Trouble is, last time I triaglated, the external agency sucked me and the Institution into a relationship that compromised the original vision. Usual bandwagon riding.. the trick with it is getting a third party endorsement without that leading to an over committed relationship with that agency. The effort of developing open education and research practices using social media out to be enough in itself. A university in Australia attempting this should be big news to agencies such as these.. who in their own right are trying to drive change.

Nancy White said...

Leigh, perhaps thinking about triangulating with a network, rather than an institution. This taps the people in institutions (and outside) rather than the "institution" itself. Does that make any sense?

Of course, the risk is always there that they won't agree. ;-)

Leigh Blackall said...

Yes, you're right.. but my networking abilities are limited.

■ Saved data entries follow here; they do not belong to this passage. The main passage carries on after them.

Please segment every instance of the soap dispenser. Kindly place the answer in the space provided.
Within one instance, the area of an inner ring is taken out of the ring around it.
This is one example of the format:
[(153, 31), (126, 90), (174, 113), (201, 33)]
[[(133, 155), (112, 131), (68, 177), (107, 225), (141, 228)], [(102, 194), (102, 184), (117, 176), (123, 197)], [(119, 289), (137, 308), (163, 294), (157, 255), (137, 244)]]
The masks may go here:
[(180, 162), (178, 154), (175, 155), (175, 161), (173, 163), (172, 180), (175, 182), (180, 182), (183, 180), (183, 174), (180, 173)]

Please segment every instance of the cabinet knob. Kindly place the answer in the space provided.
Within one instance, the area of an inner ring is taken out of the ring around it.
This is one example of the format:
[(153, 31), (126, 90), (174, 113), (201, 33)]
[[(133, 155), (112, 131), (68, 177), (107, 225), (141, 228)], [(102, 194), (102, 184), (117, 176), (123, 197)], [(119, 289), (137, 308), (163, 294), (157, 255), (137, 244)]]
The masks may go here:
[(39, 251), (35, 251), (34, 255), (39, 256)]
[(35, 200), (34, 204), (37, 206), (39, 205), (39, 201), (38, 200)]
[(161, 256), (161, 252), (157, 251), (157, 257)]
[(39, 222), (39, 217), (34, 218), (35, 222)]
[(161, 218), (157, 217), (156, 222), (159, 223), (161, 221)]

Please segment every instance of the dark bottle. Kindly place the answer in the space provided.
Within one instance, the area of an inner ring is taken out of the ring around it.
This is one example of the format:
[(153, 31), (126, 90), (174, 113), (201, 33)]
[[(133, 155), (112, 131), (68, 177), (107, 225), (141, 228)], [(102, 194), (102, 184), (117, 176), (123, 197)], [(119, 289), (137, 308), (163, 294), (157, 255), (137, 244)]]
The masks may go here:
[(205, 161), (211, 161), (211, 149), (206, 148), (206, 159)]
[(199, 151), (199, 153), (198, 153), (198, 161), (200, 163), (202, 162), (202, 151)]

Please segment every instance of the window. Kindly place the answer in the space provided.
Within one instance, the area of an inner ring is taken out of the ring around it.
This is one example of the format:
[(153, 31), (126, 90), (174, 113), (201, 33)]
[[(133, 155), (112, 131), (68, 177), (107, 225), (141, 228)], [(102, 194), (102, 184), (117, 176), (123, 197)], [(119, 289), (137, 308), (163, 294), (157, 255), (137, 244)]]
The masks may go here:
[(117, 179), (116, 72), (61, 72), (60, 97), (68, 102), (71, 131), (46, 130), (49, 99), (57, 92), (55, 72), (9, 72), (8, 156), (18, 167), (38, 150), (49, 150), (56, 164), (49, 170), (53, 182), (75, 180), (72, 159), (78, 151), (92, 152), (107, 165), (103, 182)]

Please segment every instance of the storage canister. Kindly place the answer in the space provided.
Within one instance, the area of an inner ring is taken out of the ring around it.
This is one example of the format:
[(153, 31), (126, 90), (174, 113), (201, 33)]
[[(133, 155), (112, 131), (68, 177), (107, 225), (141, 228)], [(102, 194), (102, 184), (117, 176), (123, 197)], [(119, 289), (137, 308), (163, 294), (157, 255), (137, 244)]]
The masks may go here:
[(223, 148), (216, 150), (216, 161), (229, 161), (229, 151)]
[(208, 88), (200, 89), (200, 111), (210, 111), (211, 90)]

I can network reasonably well online, and through blogging as the range of comments here show in some way, but 2 things break its effectiveness for assisting change.

1. Almost everything the online network discusses, stays online. Very few of us make the effort to visit each other, least of all in a work context that helps apply pressure for change. These visits are often critical however! Nancy giving a guest talk to my bosses could do more to remove barriers than 2 years smacking my head on a wall of barbed wire could do. Mike from UNSW talking with my team could achieve more motivational gains here at UC than each of us achieve in our own settings.

2. The online network in Australia and New Zealand has always been weak in comparison to that in the US and Canada. The preference to lurk, not speak up, cut tall poppies, and avert controversy are a problem that make point 1 even more difficult.

But your right to suggest a network may be more effective. I'm just not feeling connected to one any more.

Nancy White said...

It is interesting your observation about the power of an outside voice to influence. I find this happens too. You can't be a prophet in your own lands, eh?

The observation about online staying online intrigues me. I need to reflect on that a bit.